A quick post to recommend this short essay, “The Political Imagination: Irish Fantasy Writers and the Easter Rising“, by Rob Maslen over on the City of Lost Books blog. The article examines reactions to the 1916 revolution in Dublin and elsewhere from two different, if not unrelated, points of view. On the one hand there was James Stephens, the nationalist novelist and journalist who was to become an influential figure in the literary careers of the Irish writers Flann O’Brien and C. S. Lewis. A friend with many of those who took up arms as volunteers of the Army of the Irish Republic (or as it would soon be known, the Irish Republican Army) his street-level, eye-witness account of the events that April, “The Insurrection in Dublin“, remains a must-read classic of the period.

On the other hand, and taking up the unionist and loyalist viewpoint, was the Anglo-Irish aristocrat Edward Plunkett, better known to the world of Fantasy fiction as Lord Dunsany, whose emulators were to include figures as diverse as J.R.R. Tolkien and H. P. Lovecraft. A captain in the British Army during the First World War, his prolonged sojourn in a bullet-scarred Jervis Street hospital recovering from shrapnel wounds gained in an encounter with the forces of the Irish Republic gave him time to think about the unprecedented struggle taking place beyond its walls. Arguably after this period his writing shifted in tone and quality as the Irish Revolution overturned the cosseted world of the Ascendancy, the colonial aristocracy in Ireland to which the 18th Baron of Dunsany belonged.
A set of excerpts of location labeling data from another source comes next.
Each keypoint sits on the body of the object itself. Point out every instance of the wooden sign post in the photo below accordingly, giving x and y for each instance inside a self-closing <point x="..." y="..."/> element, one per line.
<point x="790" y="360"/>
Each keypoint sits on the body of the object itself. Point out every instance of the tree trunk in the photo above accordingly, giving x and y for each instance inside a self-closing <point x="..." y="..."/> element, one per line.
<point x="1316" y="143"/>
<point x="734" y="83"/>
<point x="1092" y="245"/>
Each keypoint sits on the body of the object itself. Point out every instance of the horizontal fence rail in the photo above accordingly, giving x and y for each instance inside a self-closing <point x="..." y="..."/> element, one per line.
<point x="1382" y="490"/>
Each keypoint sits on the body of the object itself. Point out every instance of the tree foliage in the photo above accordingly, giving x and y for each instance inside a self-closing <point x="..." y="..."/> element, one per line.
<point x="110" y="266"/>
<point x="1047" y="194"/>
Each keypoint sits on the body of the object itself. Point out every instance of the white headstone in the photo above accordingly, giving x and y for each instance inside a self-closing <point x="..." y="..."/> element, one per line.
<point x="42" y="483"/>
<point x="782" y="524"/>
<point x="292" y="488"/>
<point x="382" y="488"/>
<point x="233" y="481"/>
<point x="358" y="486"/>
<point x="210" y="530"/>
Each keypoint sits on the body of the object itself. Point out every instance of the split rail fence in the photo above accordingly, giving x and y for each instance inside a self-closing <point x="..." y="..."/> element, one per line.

2 comments on “Two Irish Fantasy Writers On The 1916 Easter Rising

  1. Joe Keenan

    Given your knowledge of Irish history being superior to mine, and our interest/knowledge of Fantasy is the same, I wonder if you could turn your great mind to Tolkien, in particular his early works. I find it interesting that his First Age mythology is so Irish/Celtic and that these writings are circa 1916 or so. His submission of the Silmarillion was rejected largely because of it ‘eye splitting Celtic names.” Anyone besides me find it interesting that Tolkien was mining Irish mythologyfor his English mythology as the Celts warred against the Empire?